The asymptotic distribution for the sample variance (in the general non-normal case) can be found in O'Neill (2014) (Result 14, p. 285). As others have pointed out in the comments to your question, the more general result can be obtained via a combination of the CLT and Slutsky's theorem, working on an expansion for the sample variance (the cited paper has the proof so you can see that technique).
The generalised asymptotic result is similar to the (exact) distribution for the normal case, except that the degrees-of-freedom parameter is affected by the kurtosis of the underlying distribution. Higher kurtosis in the underlying distribution leads to greater accuracy, since tail values are less rare; lower kurtosis leads to less accuracy, since tail values are more rare.
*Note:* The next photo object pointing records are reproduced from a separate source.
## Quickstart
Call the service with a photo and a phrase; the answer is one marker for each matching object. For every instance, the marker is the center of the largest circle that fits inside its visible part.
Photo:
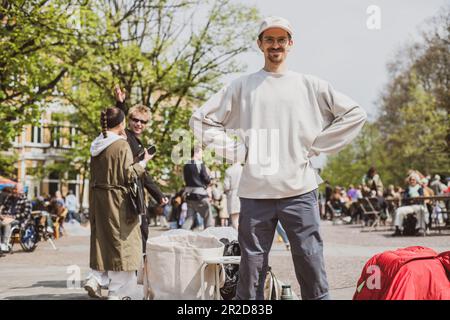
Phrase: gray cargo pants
(299, 217)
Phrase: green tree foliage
(35, 48)
(413, 128)
(168, 55)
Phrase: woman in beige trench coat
(116, 248)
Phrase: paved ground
(46, 273)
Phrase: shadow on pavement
(70, 296)
(47, 284)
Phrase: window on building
(36, 134)
(56, 137)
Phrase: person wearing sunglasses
(138, 118)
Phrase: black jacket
(194, 178)
(136, 149)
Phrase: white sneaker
(93, 288)
(119, 298)
(4, 247)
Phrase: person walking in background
(372, 181)
(72, 207)
(138, 118)
(231, 184)
(197, 180)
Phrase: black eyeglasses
(139, 120)
(282, 42)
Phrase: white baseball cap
(275, 22)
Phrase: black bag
(409, 225)
(136, 196)
(228, 291)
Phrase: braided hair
(110, 118)
(104, 123)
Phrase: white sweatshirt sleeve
(347, 119)
(210, 121)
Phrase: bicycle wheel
(29, 237)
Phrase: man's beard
(277, 59)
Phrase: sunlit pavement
(52, 274)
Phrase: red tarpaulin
(413, 273)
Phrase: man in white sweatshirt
(282, 118)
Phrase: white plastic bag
(174, 263)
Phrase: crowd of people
(253, 198)
(16, 208)
(345, 202)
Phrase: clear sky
(333, 42)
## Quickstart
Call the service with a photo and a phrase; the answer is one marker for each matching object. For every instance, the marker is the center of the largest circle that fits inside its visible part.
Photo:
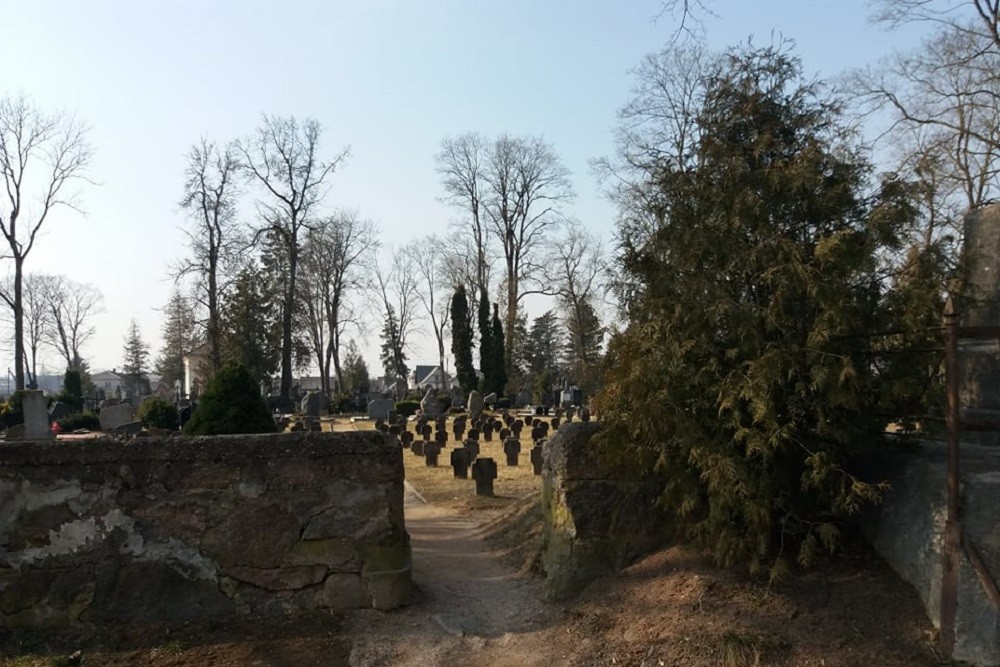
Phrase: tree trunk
(510, 321)
(286, 322)
(214, 336)
(18, 324)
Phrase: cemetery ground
(477, 601)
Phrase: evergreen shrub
(157, 412)
(230, 403)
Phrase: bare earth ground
(477, 601)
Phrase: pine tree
(251, 324)
(496, 381)
(136, 363)
(355, 370)
(582, 351)
(461, 341)
(745, 373)
(542, 346)
(179, 338)
(393, 355)
(485, 339)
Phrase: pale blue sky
(389, 78)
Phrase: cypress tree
(498, 365)
(461, 340)
(745, 374)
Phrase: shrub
(231, 403)
(157, 412)
(13, 410)
(78, 420)
(407, 408)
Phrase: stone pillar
(979, 359)
(36, 416)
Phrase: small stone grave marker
(461, 459)
(484, 471)
(511, 449)
(36, 416)
(431, 452)
(473, 447)
(536, 458)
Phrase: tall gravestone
(979, 359)
(476, 404)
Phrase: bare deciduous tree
(282, 159)
(41, 156)
(433, 283)
(396, 292)
(513, 188)
(334, 251)
(460, 163)
(72, 307)
(210, 194)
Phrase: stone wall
(907, 531)
(186, 528)
(598, 516)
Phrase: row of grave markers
(466, 456)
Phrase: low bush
(156, 412)
(79, 420)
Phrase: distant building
(195, 362)
(108, 383)
(423, 377)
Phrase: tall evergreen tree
(745, 373)
(542, 346)
(582, 351)
(179, 338)
(136, 363)
(355, 370)
(251, 324)
(393, 354)
(496, 381)
(461, 340)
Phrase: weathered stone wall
(598, 516)
(907, 531)
(186, 528)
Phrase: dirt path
(469, 608)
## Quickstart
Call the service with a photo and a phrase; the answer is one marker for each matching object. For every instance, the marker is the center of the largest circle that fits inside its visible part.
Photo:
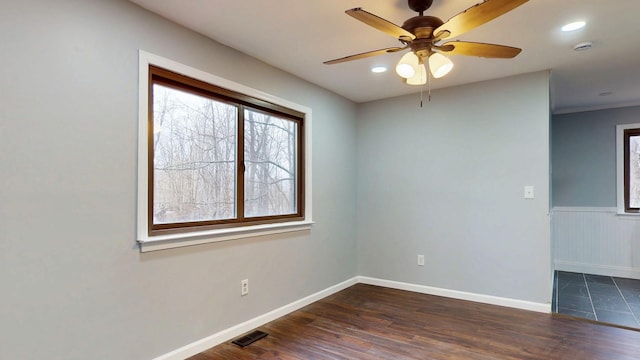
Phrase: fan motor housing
(422, 26)
(420, 5)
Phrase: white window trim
(152, 243)
(620, 167)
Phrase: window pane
(194, 157)
(270, 165)
(634, 171)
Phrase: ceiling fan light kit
(421, 34)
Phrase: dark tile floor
(602, 298)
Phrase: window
(628, 168)
(631, 170)
(217, 160)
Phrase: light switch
(528, 192)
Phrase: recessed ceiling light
(574, 26)
(583, 46)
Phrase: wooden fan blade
(364, 55)
(475, 16)
(479, 49)
(380, 24)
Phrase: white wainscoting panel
(596, 240)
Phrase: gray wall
(447, 181)
(72, 282)
(583, 156)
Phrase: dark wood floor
(370, 322)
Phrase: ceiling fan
(422, 34)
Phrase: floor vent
(250, 338)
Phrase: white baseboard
(596, 269)
(462, 295)
(199, 346)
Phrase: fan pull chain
(429, 83)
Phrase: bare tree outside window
(220, 158)
(270, 158)
(194, 157)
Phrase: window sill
(628, 215)
(163, 242)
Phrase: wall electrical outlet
(244, 287)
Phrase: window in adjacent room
(632, 170)
(628, 168)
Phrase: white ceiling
(298, 35)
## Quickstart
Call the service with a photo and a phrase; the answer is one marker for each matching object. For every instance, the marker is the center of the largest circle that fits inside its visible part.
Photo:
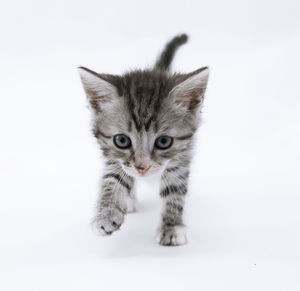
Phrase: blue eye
(122, 141)
(163, 142)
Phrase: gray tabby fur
(144, 105)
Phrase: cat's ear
(190, 92)
(97, 89)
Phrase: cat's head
(145, 119)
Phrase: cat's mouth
(148, 172)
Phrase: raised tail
(166, 57)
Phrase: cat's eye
(122, 141)
(163, 142)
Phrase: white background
(243, 206)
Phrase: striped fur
(145, 105)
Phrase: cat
(145, 121)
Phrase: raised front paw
(109, 220)
(172, 235)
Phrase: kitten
(144, 122)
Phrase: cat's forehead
(145, 96)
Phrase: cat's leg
(173, 191)
(131, 201)
(112, 205)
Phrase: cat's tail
(166, 57)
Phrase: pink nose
(142, 169)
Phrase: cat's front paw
(109, 220)
(172, 235)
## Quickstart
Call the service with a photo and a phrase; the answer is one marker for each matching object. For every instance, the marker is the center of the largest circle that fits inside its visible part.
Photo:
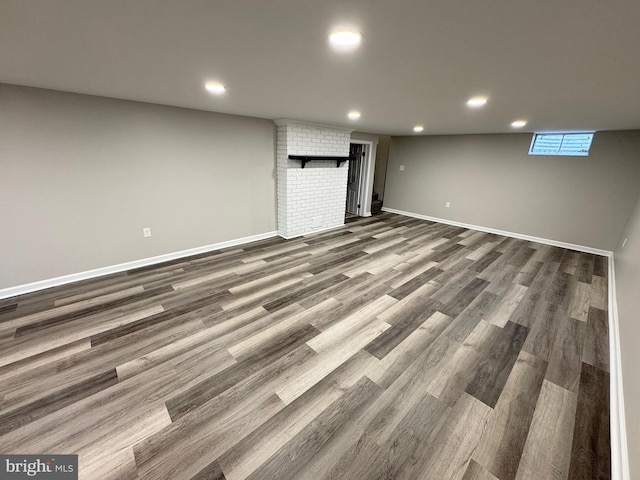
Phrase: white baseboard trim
(99, 272)
(619, 449)
(297, 235)
(617, 419)
(530, 238)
As can be seen from Result 14 in the above-cited paper, the general case (with finite variance and kurtosis) has the asymptotic approximation:
$$\frac{S^2}{\sigma^2} \sim \frac{\chi^2 (DF_n)}{DF_n} \quad \quad \quad DF_n \equiv \frac{2 \sigma^4}{\mathbb{V}(S^2)} = \frac{2n}{\kappa - (n-3)/(n-1)},$$
where $\kappa$ is the kurtosis of the underlying distribution. In the case of a mesokurtic distribution (such as the normal distribution) you have $\kappa = 3$, which gives $DF_n = n-1$, which is the well-known distribution for the normal case. (You have accidentally squared this term in the equation in your question.) In the case of an underlying platykurtic (leptokurtic) distribution, the degrees-of-freedom is higher (lower) than in the normal case.
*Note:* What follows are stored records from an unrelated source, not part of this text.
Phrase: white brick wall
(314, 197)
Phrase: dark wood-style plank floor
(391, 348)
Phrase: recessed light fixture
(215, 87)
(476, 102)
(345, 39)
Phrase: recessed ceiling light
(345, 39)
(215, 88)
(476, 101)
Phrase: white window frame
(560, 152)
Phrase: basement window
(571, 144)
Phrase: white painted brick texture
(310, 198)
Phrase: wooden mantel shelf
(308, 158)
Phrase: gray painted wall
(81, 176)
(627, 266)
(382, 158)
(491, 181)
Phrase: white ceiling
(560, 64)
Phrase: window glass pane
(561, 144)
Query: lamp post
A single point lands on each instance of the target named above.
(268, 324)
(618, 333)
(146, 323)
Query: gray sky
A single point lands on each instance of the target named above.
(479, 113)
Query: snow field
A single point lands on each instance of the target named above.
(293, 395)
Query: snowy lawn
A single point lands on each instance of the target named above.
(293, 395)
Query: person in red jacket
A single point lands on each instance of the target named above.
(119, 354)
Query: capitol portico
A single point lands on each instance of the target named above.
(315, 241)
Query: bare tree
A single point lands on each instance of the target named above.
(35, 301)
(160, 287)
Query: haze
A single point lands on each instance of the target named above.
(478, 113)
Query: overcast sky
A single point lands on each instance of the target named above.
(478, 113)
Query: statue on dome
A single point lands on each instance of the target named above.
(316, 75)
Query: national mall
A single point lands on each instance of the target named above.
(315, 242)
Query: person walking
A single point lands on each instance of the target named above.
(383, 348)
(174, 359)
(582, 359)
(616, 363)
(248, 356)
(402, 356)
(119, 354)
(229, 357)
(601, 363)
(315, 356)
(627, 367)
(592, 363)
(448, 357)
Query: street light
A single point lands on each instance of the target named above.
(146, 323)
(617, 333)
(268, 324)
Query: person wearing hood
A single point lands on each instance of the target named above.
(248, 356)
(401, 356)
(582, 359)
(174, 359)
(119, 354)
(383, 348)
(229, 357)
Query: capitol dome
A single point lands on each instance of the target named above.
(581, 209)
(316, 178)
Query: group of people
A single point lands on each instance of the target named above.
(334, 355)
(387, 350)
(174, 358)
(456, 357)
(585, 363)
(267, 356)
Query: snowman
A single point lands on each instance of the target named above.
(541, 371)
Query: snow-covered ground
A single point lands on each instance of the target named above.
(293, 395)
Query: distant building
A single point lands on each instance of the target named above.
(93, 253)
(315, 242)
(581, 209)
As you can see from the definition of the degrees-of-freedom parameter in this result, this parameter is formed from the underlying kurtosis through the variance of the sample variance. (The kurtosis affects the variance of the sample variance, so that is why it enters into this analysis.) The degrees-of-freedom parameter is adjusted to ensure that the variance of the chi-squared distribution matches the true variance of the sampling statistic.